Source:  Copyright 2001 Associated Press

Date:  October 24, 2001  

Byline:  Michael Astor, Associated Press

 

RIO DE JANEIRO, Brazil - Swapping foreign debt for ecological

protections could ease developing countries' financial burdens and

save the rainforests at the same time, Brazil's environment

minister said Monday.

 

"The International Monetary Fund and World Bank have started to

worry about poverty but until now, they haven't linked debt to the

environment," Jose Sarney Filho said. "I must emphasize the need

to reformulate debt-conversion mechanisms to reach forms of

environmental activity including the protection of biodiversity,

reforestation, and ecotourism."

 

Sarney made his remarks at the opening of the 13th Forum of Latin

American and Caribbean Environmental Ministers, where ministers

from 16 nations are working on a plan of action to take with them

to the U.N.-sponsored 2002 World Summit for Sustainable

Development.
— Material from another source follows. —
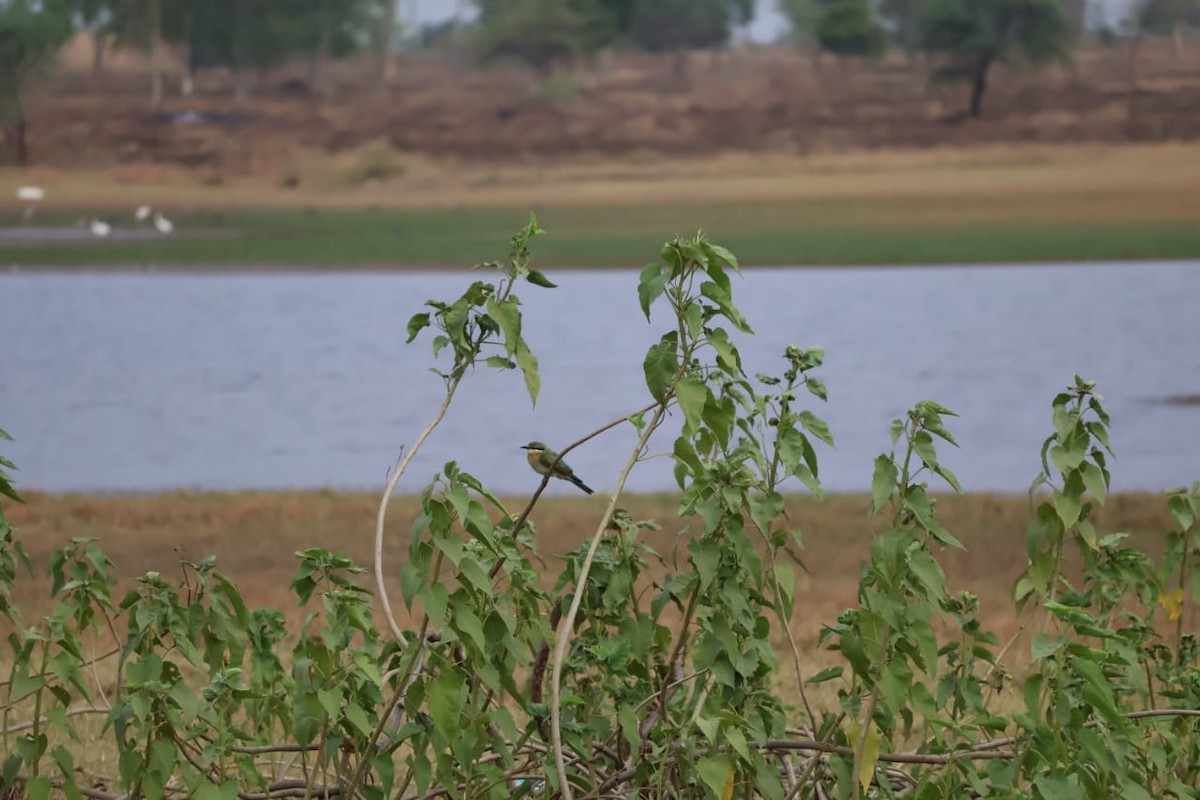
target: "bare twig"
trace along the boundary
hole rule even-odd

The summit, to be held in Johannesburg, South Africa,

is intended to take stock of the world's progress since the 1992

Earth Summit held in Rio de Janeiro.

 

Sarney said that since 1992, carbon gas emissions in the United

States have risen by 22 percent, and promises from industrialized

countries to devote 0.7 percent of their gross national products

to sustainable development have largely been forgotten.

 

"The indifference of the great majority of industrialized

countries regarding the promises made for the sustainability of

the planet has left the world community incredulous and

apprehensive, and we warn of imminent, lamentable failure of the

global partnership conceived at Rio 92," Sarney said.

 

He suggested that Latin America and the Caribbean, which are home

to about two-thirds of the world's remaining tropical forests and

about one-third of all renewable water sources, should be able to

leverage these assets in exchange for economic benefits.

 

Sarney estimates that Brazil will need some US$50 billion over the

next 10 years to protect the environment and foster sustainable

development.

 

One plan being developed was to create carbon sinks:

Industrialized nations could pay countries like Brazil to reforest

areas big enough to absorb carbon emissions that exceeded limits

set under the Kyoto accords on global warming. The plan suffered a

major setback earlier this year when U.S. President George W. Bush

said his country would not sign the accords because they would

harm the American economy.

 

But Klaus Toepfer, a former German environment minister who now

directs the U.N. Environment Program, said he felt the United

States might be persuaded to rethink its position. "The U.S. is a

member of the U.N. convention on climate, so they are a partner in

the battle to fight climate change. I sincerely hope going forward

we will have the U.S. as a collaborator," Toepfer said. "We know

that the U.S. is responsible for a huge part of the emissions."